The spacecraft also captured the highest-resolution colour view yet of Pluto, as well as detailed spectral maps and other high-resolution images. The new ‘extended colour’ view of Pluto shows the extraordinarily rich colour palette of Pluto.
‘We used MVIC’s infrared channel to extend our spectral view of Pluto,’ said John Spencer, a GGI deputy lead from Southwest Research Institute (SwRI) in Boulder, Colorado.
‘Pluto’s surface colours were enhanced in this view to reveal subtle details in a rainbow of pale blues, yellows, oranges, and deep reds. Many landforms have their own distinct colours, telling a wonderfully complex geological and climatological story that we have only just begun to decode.’
Alongside this, a high-resolution swath across Pluto taken homes in on details of Pluto’s geology.
These images – the highest-resolution yet available of Pluto – reveal features that resemble dunes, the older shoreline of a shrinking glacial ice lake, and fractured, angular water ice mountains with sheer cliffs.
This closer look at the smooth, bright surface of the informally named Sputnik Planum reveals that it is actually pockmarked by dense patterns of pits, low ridges and scalloped terrain.
Dunes of bright volatile ice particles are a possible explanation, mission scientists say, but the ices of Sputnik may be especially susceptible to sublimation and formation of such corrugated ground.
Beyond the new images, new information comes from a just-obtained map of methane ice across part of Pluto’s surface that reveals striking contrasts.
Sputnik Planum has abundant methane, while the region informally named Cthulhu Regio shows none, aside from a few isolated ridges and crater rims.
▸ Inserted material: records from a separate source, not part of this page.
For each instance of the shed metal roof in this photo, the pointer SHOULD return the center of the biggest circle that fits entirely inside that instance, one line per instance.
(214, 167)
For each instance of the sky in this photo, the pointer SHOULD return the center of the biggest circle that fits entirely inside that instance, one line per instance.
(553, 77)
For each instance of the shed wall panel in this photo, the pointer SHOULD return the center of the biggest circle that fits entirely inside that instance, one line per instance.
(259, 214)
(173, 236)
Mountains along the west flank of Sputnik lack methane as well.
The distribution of methane across the surface is anything but simple, with higher concentrations on bright plains and crater rims, but usually none in the centers of craters or darker regions.
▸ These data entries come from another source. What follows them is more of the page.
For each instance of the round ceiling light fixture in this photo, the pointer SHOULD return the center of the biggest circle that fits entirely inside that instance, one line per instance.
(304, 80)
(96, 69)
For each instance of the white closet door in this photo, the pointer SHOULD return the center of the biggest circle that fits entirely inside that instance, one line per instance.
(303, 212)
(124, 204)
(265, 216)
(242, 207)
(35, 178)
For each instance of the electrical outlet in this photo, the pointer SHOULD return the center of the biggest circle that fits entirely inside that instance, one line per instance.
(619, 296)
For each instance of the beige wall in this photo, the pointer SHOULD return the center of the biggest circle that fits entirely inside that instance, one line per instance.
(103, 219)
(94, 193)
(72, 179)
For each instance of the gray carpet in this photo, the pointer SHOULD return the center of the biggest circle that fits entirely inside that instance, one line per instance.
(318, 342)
Outside of Sputnik Planum, methane ice appears to favour brighter areas, but scientists aren’t sure if that’s because methane is more likely to condense there or that its condensation brightens those regions.
‘It’s like the classic chicken-or-egg problem,’ said Will Grundy, New Horizons surface composition team lead from Lowell Observatory in Flagstaff, Arizona.
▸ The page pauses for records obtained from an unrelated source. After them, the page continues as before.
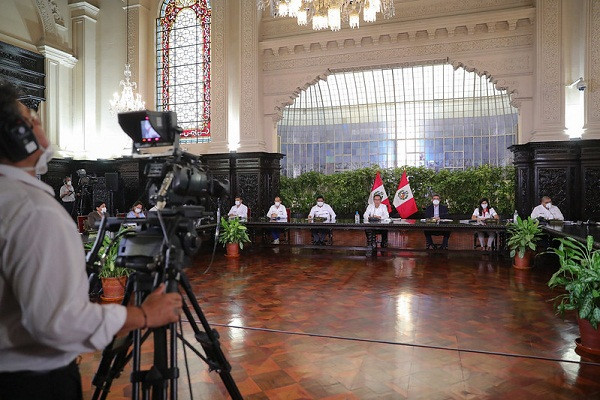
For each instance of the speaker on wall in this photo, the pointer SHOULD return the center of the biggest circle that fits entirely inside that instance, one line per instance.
(112, 181)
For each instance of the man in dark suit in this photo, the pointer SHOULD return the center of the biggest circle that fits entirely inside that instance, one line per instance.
(437, 211)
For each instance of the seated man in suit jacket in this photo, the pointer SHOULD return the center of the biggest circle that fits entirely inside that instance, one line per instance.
(436, 211)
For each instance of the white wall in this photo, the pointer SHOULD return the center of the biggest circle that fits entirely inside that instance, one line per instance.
(511, 41)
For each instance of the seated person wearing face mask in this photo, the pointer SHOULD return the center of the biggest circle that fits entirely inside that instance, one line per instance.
(238, 210)
(481, 213)
(376, 212)
(321, 210)
(277, 213)
(136, 211)
(436, 211)
(546, 210)
(67, 195)
(96, 215)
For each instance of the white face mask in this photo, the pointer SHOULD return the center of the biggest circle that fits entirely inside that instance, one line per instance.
(41, 166)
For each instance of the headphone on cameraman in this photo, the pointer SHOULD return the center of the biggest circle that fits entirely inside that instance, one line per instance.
(17, 140)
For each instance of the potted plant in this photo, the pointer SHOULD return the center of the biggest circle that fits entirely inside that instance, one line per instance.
(113, 277)
(579, 275)
(233, 236)
(524, 235)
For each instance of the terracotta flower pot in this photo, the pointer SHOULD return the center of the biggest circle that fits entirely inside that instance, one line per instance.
(233, 250)
(590, 337)
(113, 289)
(525, 262)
‘We’re unsure why this is so, but the cool thing is that New Horizons has the ability to make exquisite compositional maps across the surface of Pluto, and that’ll be crucial to resolving how enigmatic Pluto works.’
‘With these just-downlinked images and maps, we’ve turned a new page in the study of Pluto beginning to reveal the planet at high resolution in both colour and composition,’ added New Horizons Principal Investigator Alan Stern, of SwRI.
‘I wish Pluto’s discoverer Clyde Tombaugh had lived to see this day.’
Last week, Nasa released its first set of high-resolution images of Pluto majestic mountains, frozen nitrogen rivers and low-lying hazes.
On Monday, the space agency has combined these panoramas to create a spectacular flyover of the dwarf planet, revealing its icy terrain in incredible detail.
The animation begins just above the mountains dubbed Norgay Montes at a height of about 120 miles (200km).
It then takes the viewer north over Sputnik Planum, seen as the bright area to the left of the video, and Cthulhu Regio, which is the dark area to the right.
‘I primarily use these images to map craters across the surfaces of Pluto and its largest moon, Charon, to understand the population of impactors from the Kuiper Belt striking Pluto and Charon.
‘While this is my research focus, another interest of mine is figuring out how to make visualisations that convey some of the sheer beauty and power of the features New Horizons is revealing.’